Don't feel dumb, I don't think that you can get eggs in a shell that are pasteurized. The eggs in a milk-type carton like egg beaters, and just egg whites are pasteurized. Which just means that they've gone through a heat process that kills potential salmonella and other bacteria.

That's kind of what I was thinking also but then someone mentioned pasteurized eggs in the shell. So, I looked it up on the internet and low and behold, I found several sites that say that pasteurized eggs in the shell are available at most supermarkets next to the regular eggs. I have never seen them in the stores that I go to. OK, looks like I'm on a mission now. Thanks...


Wow, I never knew that! I'm so afraid of salmonella that I just might spend more $$ to get pasteurized eggs. I'll have to look for those.
If you should come across them before I do, please let us know where they are. I live in Hampton, Virginia and I've never come across them.


I looked at the eggbeaters website and it has recipes for meringue cookies. The box I have doesn't say anything about not whipping. Interestingly though, it has onion powder, spices and salt listed in the ingredients! I used it for a low-cal egg nog at Christmas time....mmmmm!
http://www.eggbeaters.com/recipes/recipe.jsp?recipeId=100275

I actually came across some stuff about this. They said the egg whites may take up to 3 times longer to whip. ALSO (not that we shouldnt be concerned about salmonella or anything) but it said that relatively few food poisonings are due to salmonella. Most cases are due to bacteria on fruits and vegatables.

I actually came across some stuff about this. They said the egg whites may take up to 3 times longer to whip. ALSO (not that we shouldnt be concerned about salmonella or anything) but it said that relatively few food poisonings are due to salmonella. Most cases are due to bacteria on fruits and vegatables.
Was this information concerning the egg whites in the carton or the pasteurized eggs in the shell?
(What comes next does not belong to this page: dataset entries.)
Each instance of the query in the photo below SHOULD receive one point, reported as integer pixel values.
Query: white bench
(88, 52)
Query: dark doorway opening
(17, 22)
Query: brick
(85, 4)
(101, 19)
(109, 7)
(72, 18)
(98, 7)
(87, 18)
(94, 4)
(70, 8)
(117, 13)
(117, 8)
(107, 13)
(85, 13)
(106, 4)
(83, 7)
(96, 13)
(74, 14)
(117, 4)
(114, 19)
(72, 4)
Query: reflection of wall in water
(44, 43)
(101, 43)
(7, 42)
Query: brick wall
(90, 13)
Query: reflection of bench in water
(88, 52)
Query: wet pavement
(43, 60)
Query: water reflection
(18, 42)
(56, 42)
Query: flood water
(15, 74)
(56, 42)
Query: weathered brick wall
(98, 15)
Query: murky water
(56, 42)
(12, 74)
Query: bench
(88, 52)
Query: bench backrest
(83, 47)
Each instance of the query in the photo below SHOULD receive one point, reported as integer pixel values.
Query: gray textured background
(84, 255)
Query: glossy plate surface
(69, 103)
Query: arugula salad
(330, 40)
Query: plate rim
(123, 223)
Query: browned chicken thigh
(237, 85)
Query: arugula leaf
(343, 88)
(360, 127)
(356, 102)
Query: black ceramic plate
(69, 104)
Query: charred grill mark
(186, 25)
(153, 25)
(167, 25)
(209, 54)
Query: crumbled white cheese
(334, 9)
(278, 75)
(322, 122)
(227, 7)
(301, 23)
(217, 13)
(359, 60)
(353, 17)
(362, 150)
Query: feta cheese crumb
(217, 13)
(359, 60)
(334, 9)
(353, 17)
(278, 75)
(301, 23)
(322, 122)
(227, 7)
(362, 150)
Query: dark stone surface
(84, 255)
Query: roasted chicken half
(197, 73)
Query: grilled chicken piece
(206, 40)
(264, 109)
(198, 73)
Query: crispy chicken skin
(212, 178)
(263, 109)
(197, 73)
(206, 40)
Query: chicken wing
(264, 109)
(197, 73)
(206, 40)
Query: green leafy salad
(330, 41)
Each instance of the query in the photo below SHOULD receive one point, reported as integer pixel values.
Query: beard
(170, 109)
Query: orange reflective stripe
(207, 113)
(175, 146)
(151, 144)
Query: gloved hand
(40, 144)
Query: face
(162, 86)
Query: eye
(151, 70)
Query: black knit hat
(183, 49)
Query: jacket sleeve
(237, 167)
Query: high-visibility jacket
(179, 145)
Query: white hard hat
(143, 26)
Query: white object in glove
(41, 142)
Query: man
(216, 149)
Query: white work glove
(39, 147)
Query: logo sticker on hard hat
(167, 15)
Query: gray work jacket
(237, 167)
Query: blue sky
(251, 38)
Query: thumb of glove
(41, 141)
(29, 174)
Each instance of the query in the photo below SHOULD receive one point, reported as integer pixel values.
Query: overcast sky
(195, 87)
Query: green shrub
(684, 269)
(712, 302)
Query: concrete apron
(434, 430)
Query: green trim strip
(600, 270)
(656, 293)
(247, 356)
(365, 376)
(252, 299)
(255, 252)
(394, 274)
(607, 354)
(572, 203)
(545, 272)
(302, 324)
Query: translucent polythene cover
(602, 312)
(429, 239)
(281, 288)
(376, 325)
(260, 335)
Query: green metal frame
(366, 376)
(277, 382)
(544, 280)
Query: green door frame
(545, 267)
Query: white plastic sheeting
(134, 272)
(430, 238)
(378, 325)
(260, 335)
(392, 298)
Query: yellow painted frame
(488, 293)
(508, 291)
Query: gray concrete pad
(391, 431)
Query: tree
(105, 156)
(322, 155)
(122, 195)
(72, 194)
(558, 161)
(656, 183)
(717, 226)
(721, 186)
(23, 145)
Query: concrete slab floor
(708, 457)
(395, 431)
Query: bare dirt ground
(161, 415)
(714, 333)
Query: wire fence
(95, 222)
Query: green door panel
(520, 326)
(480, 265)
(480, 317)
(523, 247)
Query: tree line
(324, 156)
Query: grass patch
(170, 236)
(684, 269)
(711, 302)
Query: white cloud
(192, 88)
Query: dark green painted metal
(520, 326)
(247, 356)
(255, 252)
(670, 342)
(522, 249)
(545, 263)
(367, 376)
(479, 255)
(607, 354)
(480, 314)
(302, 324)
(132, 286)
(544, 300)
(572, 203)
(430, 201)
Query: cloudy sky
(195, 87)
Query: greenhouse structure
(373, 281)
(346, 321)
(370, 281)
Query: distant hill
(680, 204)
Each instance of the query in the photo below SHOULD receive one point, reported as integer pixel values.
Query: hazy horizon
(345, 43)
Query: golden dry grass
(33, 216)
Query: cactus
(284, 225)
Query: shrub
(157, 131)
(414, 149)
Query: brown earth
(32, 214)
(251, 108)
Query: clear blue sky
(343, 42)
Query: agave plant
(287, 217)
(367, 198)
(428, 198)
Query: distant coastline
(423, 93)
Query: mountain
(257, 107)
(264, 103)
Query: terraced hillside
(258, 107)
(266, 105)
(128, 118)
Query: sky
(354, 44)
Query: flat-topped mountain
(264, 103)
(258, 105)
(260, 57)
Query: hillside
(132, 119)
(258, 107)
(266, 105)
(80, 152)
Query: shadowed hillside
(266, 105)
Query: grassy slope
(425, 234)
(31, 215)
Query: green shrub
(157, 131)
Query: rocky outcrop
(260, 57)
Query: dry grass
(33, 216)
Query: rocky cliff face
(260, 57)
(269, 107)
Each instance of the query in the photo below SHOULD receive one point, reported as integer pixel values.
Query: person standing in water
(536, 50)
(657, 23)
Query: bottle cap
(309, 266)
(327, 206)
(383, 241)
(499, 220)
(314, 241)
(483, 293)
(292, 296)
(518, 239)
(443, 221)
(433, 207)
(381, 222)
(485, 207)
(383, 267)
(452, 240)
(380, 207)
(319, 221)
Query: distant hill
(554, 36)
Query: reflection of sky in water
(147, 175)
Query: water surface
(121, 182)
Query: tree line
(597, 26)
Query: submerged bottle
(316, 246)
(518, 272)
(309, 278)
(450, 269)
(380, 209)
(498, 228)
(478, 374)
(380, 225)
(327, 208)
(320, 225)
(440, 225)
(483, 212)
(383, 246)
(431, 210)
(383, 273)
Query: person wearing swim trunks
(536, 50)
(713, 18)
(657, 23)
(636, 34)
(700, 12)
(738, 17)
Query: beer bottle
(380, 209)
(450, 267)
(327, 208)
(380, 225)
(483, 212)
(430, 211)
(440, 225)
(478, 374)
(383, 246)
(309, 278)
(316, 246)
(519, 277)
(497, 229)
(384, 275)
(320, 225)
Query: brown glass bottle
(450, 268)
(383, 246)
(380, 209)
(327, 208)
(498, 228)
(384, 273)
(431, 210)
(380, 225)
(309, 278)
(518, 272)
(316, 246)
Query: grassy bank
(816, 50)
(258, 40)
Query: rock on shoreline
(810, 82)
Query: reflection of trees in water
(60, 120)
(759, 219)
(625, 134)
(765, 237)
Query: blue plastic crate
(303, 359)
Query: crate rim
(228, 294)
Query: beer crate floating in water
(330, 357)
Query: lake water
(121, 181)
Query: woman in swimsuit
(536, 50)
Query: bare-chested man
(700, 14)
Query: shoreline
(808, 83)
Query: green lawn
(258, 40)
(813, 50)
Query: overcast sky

I've been looking for pasteurized eggs too and can't find them.. not at Wegmans, not at Whole Foods, not at Shoppers, Safeway or Giant!!! So WHERE???
Melissa

I actually came across some stuff about this. They said the egg whites may take up to 3 times longer to whip. ALSO (not that we shouldnt be concerned about salmonella or anything) but it said that relatively few food poisonings are due to salmonella. Most cases are due to bacteria on fruits and vegatables.
Was this information concerning the egg whites in the carton or the pasteurized eggs in the shell?
I think maybe both? Actually I went back and re read and it said 3-5 times longer due to the pasteurization process. So I would assume the process of pasteurization causes this. Now I dont know maybe you can just get unpasteurized egg whites in a carton?

http://www.hormel.com/templates/knowledge/knowledge.asp?catitemid=2&id=184
Here was the link. If you scroll down a little you will see something about it in the liquid egg whites part.


So after reading that great link, my curiousity went a little further. Is the bacteria found just on the eggs surface? Though I'd assume it could be inside the egg yolk/white too. I found some answers on exactly what temperature for how much time is necessary to kill bacteria when handling eggs on this website. So I guess that gives me something to guage frosting recipes against.
I've always been afraid of using the egg recipes in the frostings for obvious reasons. Even more so now that I'm expecting. I will have to take a look at the frosting recipes again now and see if they look like they would bring the temperature up high enough for the eggs. I have one from a Williams-Sonoma cake book that tells you to first cook a sugar syrup mixture to 240 degrees, then slowly whip together the syrup and the egg whites which have been whipped to a soft peak. But I don't think this would bring the egg whites up to a high enough temperature. Yet how would WS publish the recipe without a warning for pregnant women and small children shouldn't consume it?
lol, who knew frosting could be so complex.
EDIT: Duh Monica, helps if you actually remember to include the link:
http://www.enc-online.org/f_a_q.htm

That's why I only use the recipe I have that cooks the whole egg with the sugar for about 20 minutes and I've measured the temp and after about 10 minutes it's over 160 degrees - getting to 175 degrees... safe, for SURE...
I don't know why I don't see anyone else referring to a whole egg cooked like this as a buttercream - it's delicious!